Belakangan ini, Nintendo kembali menjadi sorotan karena tindakan yang sering dilakukan oleh perusahaan tersebut, yakni memberikan copyright strike kepada konten kreator. Salah satu yang terkena dampaknya adalah Retro Game Corps, channel YouTube yang dikelola oleh Russ. Video Russ tentang tampilan konsol Wii U diturunkan oleh Nintendo, yang memicu kekecewaannya. Ia menyatakan di komunitas YouTube bahwa video tersebut hanyalah sebuah demo teknologi terkait konsol yang sudah tidak diproduksi lagi.
Russ mempertimbangkan untuk melakukan gugatan balik terhadap Nintendo berdasarkan prinsip penggunaan wajar (fair use). Menurutnya, video tersebut dibuat untuk tujuan edukasi dan bersifat transformatif, sehingga tidak mempengaruhi pasar Nintendo. Selain itu, Wii U dan layanan eshop untuk konsol tersebut sudah tidak dijual lagi bahkan sudah mati. Oleh karena itu, seharusnya tindakan Nintendo terhadap video tersebut tidak diperlukan pada semestinya. Meski begitu, Russ tetap berhati-hati karena khawatir akan tuntutan yang lebih merugikan dari pihak Nintendo.

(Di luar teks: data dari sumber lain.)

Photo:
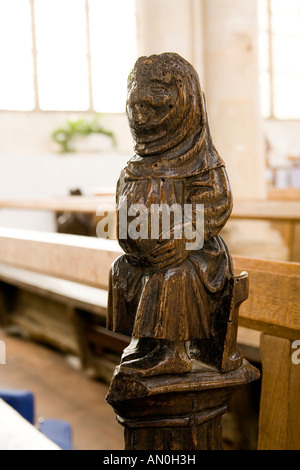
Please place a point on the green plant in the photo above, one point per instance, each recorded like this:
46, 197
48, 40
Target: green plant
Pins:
64, 135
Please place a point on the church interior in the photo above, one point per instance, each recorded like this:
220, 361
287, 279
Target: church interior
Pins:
64, 140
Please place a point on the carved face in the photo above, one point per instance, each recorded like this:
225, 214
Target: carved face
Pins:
152, 94
163, 103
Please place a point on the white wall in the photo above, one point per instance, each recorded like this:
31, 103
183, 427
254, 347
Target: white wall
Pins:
31, 167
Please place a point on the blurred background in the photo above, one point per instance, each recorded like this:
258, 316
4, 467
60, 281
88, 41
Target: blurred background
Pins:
64, 68
63, 131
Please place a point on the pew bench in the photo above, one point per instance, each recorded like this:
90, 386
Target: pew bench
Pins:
272, 311
63, 314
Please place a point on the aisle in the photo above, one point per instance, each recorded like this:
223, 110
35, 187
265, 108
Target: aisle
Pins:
61, 392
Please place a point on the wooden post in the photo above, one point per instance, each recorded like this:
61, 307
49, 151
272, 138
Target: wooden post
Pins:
279, 421
176, 412
179, 301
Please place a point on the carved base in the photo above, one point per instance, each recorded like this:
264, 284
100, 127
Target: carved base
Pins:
176, 412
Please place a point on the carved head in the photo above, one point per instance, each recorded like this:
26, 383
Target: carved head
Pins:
163, 103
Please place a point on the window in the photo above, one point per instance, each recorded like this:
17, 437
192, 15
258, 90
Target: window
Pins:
66, 55
279, 41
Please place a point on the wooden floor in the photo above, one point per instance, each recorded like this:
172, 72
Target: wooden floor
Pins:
61, 392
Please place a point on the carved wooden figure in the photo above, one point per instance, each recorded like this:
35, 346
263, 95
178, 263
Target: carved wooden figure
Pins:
173, 290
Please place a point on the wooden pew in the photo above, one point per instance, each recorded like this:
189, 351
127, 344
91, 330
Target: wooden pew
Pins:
284, 215
272, 309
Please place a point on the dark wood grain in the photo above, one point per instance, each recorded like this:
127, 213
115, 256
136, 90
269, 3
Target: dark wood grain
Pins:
179, 303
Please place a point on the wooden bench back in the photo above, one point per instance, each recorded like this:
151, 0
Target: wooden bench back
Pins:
272, 308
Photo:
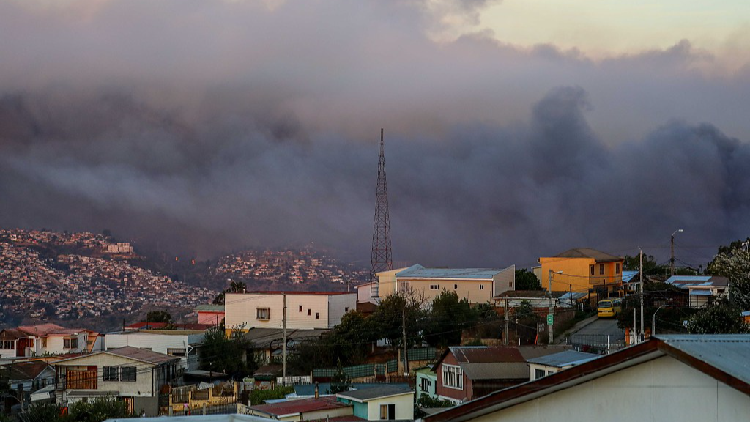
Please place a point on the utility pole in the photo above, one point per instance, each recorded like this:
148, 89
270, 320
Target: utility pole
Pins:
283, 346
671, 259
640, 283
551, 309
507, 321
406, 354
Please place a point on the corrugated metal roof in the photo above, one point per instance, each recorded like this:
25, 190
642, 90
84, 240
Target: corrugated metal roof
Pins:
375, 392
566, 358
686, 281
726, 352
418, 271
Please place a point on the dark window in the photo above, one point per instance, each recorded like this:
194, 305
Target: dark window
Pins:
127, 373
111, 373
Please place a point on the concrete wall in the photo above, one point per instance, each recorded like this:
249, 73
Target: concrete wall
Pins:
663, 389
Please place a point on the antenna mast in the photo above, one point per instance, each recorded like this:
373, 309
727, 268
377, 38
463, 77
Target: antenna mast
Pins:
381, 258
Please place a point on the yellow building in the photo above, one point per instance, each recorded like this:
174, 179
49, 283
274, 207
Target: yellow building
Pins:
477, 285
582, 269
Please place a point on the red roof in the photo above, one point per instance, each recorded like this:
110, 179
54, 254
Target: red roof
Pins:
291, 407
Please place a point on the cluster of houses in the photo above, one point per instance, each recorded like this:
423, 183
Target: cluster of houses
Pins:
147, 367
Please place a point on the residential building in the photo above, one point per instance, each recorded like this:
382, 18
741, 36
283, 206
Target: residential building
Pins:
36, 340
304, 310
556, 362
667, 378
467, 372
210, 314
182, 344
322, 408
477, 285
388, 402
581, 270
426, 383
702, 289
128, 373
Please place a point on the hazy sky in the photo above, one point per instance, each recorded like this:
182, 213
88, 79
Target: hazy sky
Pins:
514, 129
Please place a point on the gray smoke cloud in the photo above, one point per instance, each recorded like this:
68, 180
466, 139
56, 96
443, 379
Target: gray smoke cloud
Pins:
210, 127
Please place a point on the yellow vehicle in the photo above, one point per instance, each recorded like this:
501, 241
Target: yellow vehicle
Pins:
609, 308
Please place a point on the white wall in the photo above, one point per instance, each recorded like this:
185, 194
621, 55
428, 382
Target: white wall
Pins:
663, 389
404, 407
241, 308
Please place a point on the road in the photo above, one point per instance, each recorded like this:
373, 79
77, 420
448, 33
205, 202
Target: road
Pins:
600, 333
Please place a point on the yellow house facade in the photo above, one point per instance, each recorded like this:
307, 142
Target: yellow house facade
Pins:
580, 270
477, 285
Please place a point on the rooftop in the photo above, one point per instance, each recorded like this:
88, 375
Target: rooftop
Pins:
418, 271
599, 256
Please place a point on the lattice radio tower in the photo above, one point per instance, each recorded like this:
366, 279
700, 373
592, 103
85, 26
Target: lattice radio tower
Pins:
381, 259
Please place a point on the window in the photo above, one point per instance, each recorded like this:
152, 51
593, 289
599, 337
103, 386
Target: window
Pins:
127, 374
387, 412
263, 313
453, 377
70, 343
111, 373
119, 373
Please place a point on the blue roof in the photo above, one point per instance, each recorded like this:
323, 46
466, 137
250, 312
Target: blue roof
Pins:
566, 358
418, 271
627, 276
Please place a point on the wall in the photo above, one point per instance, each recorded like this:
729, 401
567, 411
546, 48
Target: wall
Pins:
404, 407
663, 389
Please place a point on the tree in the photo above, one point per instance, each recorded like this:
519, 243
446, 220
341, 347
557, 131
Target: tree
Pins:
716, 319
226, 354
447, 318
159, 316
527, 280
388, 316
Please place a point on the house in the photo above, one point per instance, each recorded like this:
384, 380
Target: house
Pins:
210, 314
304, 310
426, 383
670, 377
467, 372
702, 289
580, 270
321, 408
36, 340
477, 285
389, 402
128, 373
550, 364
267, 343
182, 344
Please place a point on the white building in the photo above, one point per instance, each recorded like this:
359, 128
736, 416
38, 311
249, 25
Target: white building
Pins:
305, 310
182, 344
668, 378
128, 373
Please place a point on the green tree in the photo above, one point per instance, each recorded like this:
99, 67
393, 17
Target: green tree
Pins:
388, 316
527, 280
447, 318
226, 354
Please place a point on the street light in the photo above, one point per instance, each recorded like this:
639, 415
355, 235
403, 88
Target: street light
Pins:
653, 321
671, 260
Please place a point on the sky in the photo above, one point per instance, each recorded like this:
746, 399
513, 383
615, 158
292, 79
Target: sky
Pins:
514, 129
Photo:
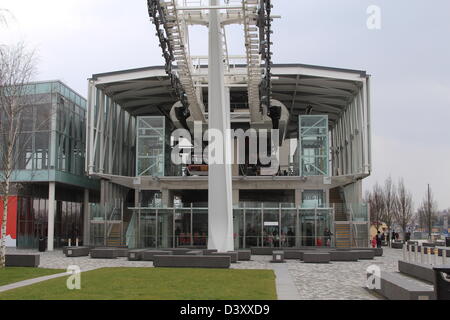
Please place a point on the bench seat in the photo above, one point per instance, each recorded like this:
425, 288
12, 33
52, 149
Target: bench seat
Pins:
244, 255
365, 254
103, 253
135, 255
419, 271
184, 261
22, 260
149, 255
316, 257
77, 251
233, 255
344, 256
395, 286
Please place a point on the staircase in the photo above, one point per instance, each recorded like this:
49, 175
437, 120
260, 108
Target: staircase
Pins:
337, 199
343, 232
343, 235
113, 239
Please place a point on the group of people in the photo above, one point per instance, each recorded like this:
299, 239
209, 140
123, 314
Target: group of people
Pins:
380, 237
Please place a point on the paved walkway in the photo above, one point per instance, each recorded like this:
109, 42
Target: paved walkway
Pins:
295, 279
25, 283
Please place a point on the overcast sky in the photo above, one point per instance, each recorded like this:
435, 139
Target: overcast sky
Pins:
408, 58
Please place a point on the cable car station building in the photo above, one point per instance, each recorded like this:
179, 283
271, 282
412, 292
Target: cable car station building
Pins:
323, 118
129, 146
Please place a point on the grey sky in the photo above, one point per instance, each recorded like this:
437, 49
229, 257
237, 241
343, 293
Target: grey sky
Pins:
409, 59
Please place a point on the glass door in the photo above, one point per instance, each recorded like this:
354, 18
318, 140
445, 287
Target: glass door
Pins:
307, 226
271, 227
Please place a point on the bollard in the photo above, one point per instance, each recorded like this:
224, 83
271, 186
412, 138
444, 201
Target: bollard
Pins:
404, 253
422, 255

Sebagai akibat dari insiden ini, Russ menyatakan akan mengubah pendekatannya terhadap video-video yang ia buat di masa depan. Ia berencana untuk tidak lagi menampilkan game-game Nintendo dalam kontennya demi menghindari masalah serupa. Meskipun demikian, ia menyayangkan langkah yang diambil Nintendo, terutama karena ia merasa video-videonya sangat bermanfaat untuk mendemonstrasikan konsol-konsol lama.
Russ merasa tindakan Nintendo cukup merugikan, terutama bagi kreator yang hanya ingin berbagi pengetahuan dan melakukan demo teknologi. Dia berharap ada lebih banyak fleksibilitas dan kebijakan yang lebih baik dalam penggunaan konten untuk tujuan edukasi. Meskipun begitu, Russ berkomitmen untuk tetap berkarya, meski harus menyesuaikan kontennya.
Ke depannya, kasus seperti ini mungkin akan terus memicu perdebatan tentang batasan penggunaan wajar dan hak cipta, terutama dalam industri video game yang semakin berkembang.